Parishes and port chaplaincies can play a key role in tackling human rights abuses at sea, especially for those trapped in the “invisible chains” of human trafficking, Ferns’s Bishop Denis Brennan has said.
“People imagine it happens somewhere else, but it happens here too,” Dr Brennan told The Irish Catholic, adding that given the scale of the problem in the UK, “we can’t imagine we’re isolated from this issue”.
The bishop’s comments come after a week-long conference in Taiwan, where he and 250 bishops, chaplains and academics discussed human trafficking and other abuses under the theme ‘Caught in the net’.
Speaking at the beginning of the 24th World Congress of the Apostleship of the Sea, the bishop had described human trafficking as “modern slavery”, and said the Church can offer “‘safe harbours’ for those who seek our care” in ports around the world.
Port chaplains, he told The Irish Catholic, engage in “silent unseen work, but work that is vital for the welfare of so many who transport to us so much, who supply us with food and goods and who have needs themselves, from a simple word of encouragement to a need to speak of difficulties, fears or abuses”.

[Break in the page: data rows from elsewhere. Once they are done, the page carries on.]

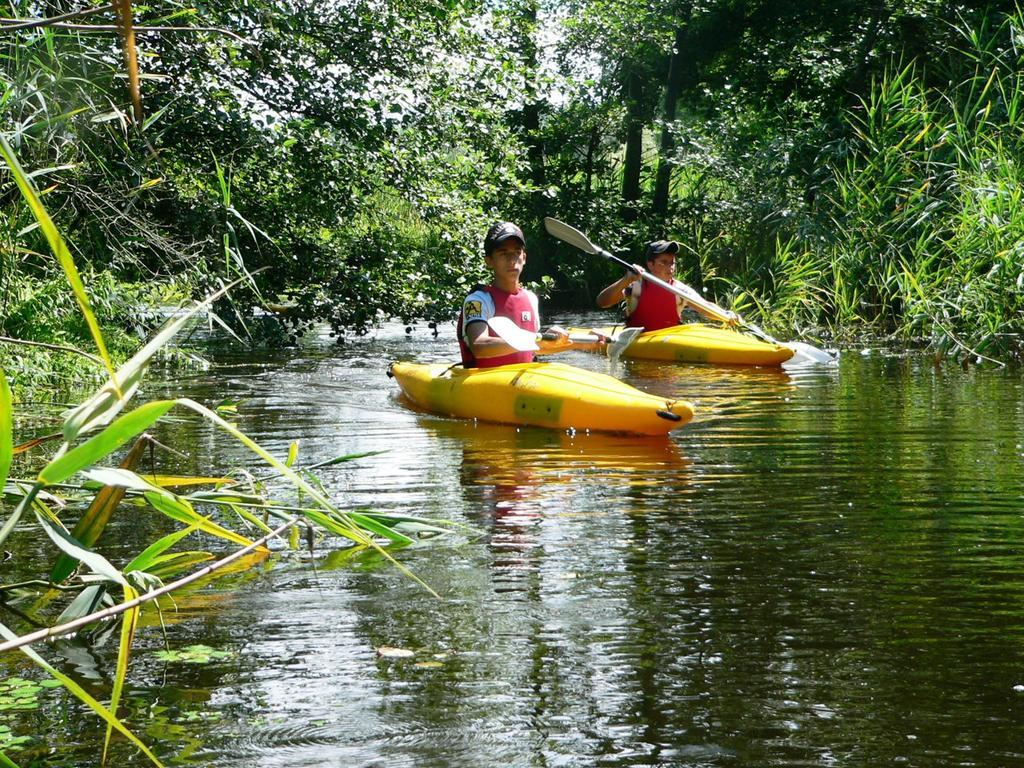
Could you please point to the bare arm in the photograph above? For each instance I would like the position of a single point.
(616, 291)
(482, 344)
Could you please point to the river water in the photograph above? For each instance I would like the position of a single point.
(825, 567)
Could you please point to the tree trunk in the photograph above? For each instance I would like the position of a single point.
(664, 178)
(633, 162)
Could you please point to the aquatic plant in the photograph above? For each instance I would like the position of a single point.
(78, 474)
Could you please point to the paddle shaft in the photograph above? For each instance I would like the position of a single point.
(576, 238)
(687, 293)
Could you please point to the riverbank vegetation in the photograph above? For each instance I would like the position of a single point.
(835, 168)
(841, 168)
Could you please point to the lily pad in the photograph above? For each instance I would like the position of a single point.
(8, 739)
(428, 665)
(387, 651)
(194, 654)
(18, 693)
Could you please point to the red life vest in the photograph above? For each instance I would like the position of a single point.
(517, 307)
(656, 308)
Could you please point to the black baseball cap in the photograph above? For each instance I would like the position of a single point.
(500, 232)
(662, 246)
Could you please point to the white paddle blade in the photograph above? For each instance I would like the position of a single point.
(808, 354)
(517, 338)
(622, 342)
(566, 233)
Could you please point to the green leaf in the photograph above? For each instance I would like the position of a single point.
(116, 435)
(83, 696)
(168, 565)
(96, 562)
(128, 625)
(59, 249)
(180, 510)
(6, 430)
(88, 601)
(146, 557)
(91, 524)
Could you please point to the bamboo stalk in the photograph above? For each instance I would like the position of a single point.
(70, 627)
(14, 24)
(56, 347)
(20, 24)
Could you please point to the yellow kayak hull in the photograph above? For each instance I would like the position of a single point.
(543, 394)
(694, 342)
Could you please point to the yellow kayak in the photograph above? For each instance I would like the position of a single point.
(544, 394)
(694, 342)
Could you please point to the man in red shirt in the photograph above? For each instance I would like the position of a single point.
(505, 255)
(649, 306)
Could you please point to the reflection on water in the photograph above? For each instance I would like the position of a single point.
(825, 567)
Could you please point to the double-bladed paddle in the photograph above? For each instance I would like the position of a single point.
(803, 352)
(525, 341)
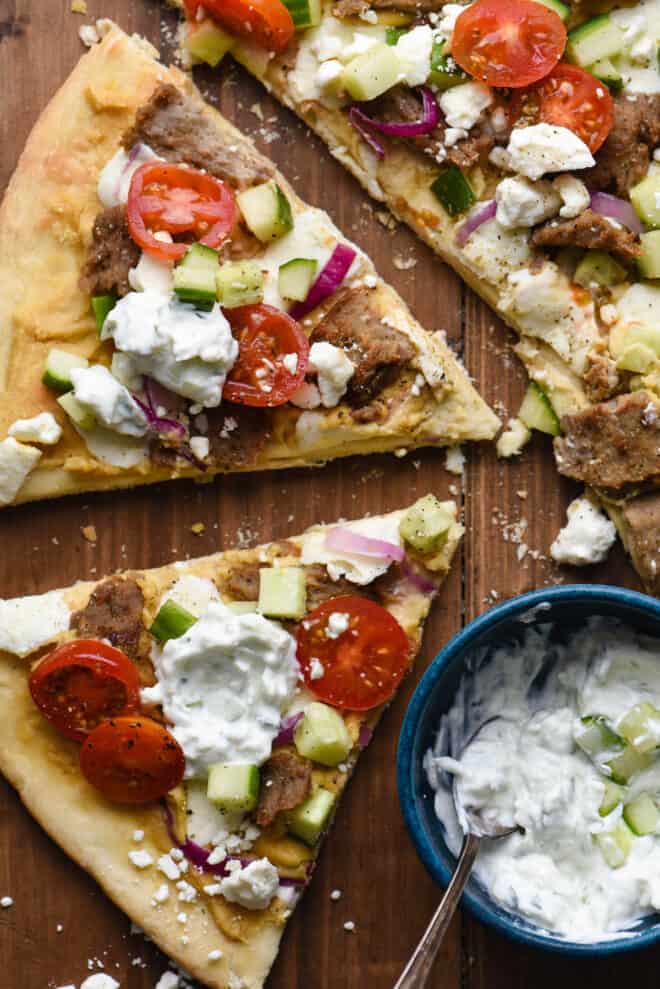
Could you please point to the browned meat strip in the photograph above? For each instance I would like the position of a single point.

Noting the extent of Irish engagement with the sea, whether through fishing or through trade, he said he was “looking to make sure we’re not sleepwalking through something that’s closer to home than we might think”.
Dr Brennan attended the conference as bishop promoter of the Apostleship of the Sea and as the Irish bishops’ representative in the Santa Marta group, an alliance of police chiefs, bishops, and civic leaders who work to tackle the issue of human trafficking.
Praising the work of Rose Kearney, administrator of Dublin’s Stella Maris centre, and her team, Dr Brennan added that Church support for victims of human trafficking or other abuses should not be limited to port chaplaincies.
“Parishes and caring communities are good places where people who do feel trapped or trafficked can provide a listening ear, and an opportunity or an opening to get out,” he said.
“It’s proven very effective in England,” he added.